Reputation: 495
I would like to surround multiple words with quotes. Easily done task with sed and grouping.
Except that my words are located in an attribute of an xml tag.
<daddy>
<son name="blabla">
<belongs having="car cat doll" color="yellow" />
</son>
</daddy>
I want having
attribute to be postprocessed to "'car' 'cat' 'doll'"
.
having
is a uniquely affected attribute name.
So, no danger to match only this word, it will automatically be part of a belongs
tag.
I think this is a good start to be able to use sed here, and don't do hard things with heavy tools, and xml readers.
My first attempt was to match the pattern to filter the lines, and try to surround the words. But it surrounds them, matching in the whole line, and not only in the first pattern. Which is what I wanted.

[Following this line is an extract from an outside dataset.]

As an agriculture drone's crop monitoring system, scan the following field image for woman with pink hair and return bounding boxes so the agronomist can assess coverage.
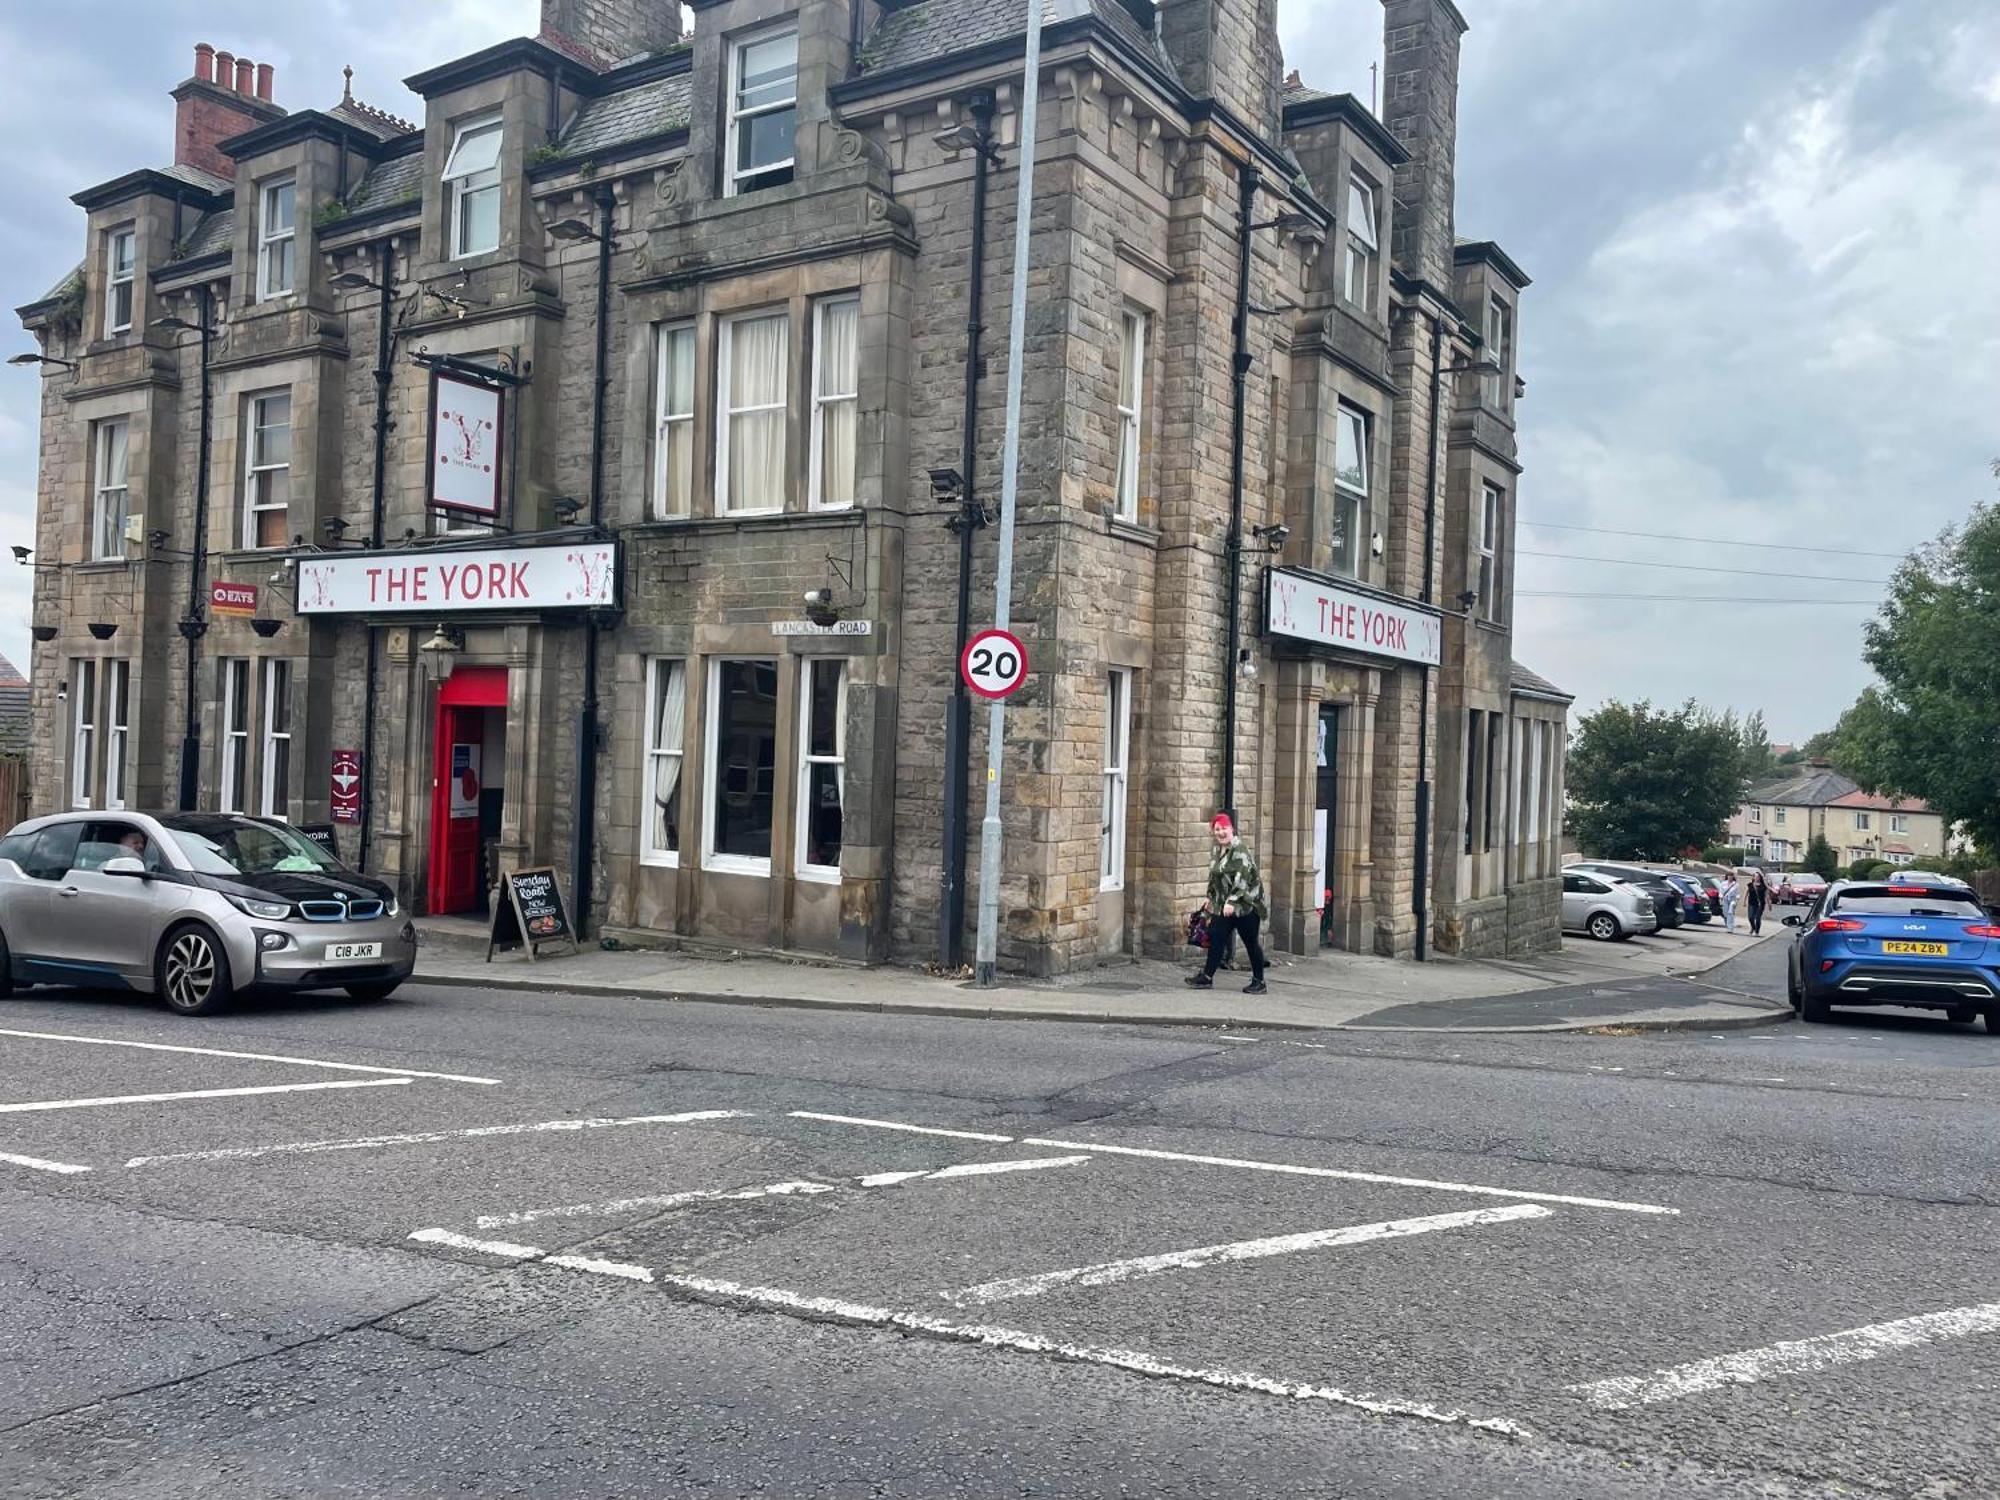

sed "/having=\"[a-z ]\+\"/ s/\([a-z]\+\)/'\1'/g"
.
<daddy>
<son name="blabla">
<'belongs' 'having'="'car' 'cat' 'doll'" 'color'="'yellow'" />
</son>
</daddy>
My second attempt, with group matching led me no more further...
sed "s/havings=\"\(\([a-z]\+\) \?\)*\"/havings=\"'\2'\"/g"
.
<daddy>
<son name="blabla">
<belongs having="'doll'" color="yellow"/>
</son>
</daddy>
Upvotes: 1
Views: 102
Reputation: 495
I decided to give up using only sed... I did something which is awful and tends to produce errors in substitutions... But I will diff my ouputs afterwards.
#!/bin/bash
O=$IFS
# For every file passed in argument
for f in "$@"
do
IFS=$(echo -en "\n\b")
# For every field content
for p in $(egrep -o 'having="[^"]*"' $f | egrep -o '".*"' | grep -v '"e;' | sort -u);
do
# Match every occurrence of this content on the lines of "having" and surround its words
sed "/having/ s/$p/$(echo $p | sed 's/\([a-z]\+\)/\"e;\1\"e;/g')/" $f -i
done
IFS=$O
done
Upvotes: 0
Reputation: 10039
sed ":a
/having/ {
s/\"\(\( *'[^ ]\{1,\}'\)* *\)\([^ '\"]\{1,\}\)\([^\"]*\)\"/\"\1'\3'\4\"/
t a
}" YourFile
replace each group of word (char that are not space or quote or double quote) by itself surrounded by simple quote. use a recursif to change word that are between a double quote after all group of word surrounded by simple quote. This because, option g
cannot be used with back reference, so work around use groupe by taking a big group of all word that are previously quoted, cycling until ther is no more unquoted word
I assume that the content is on 1 line (because of sed default behaviour) and the same line as having
Upvotes: 1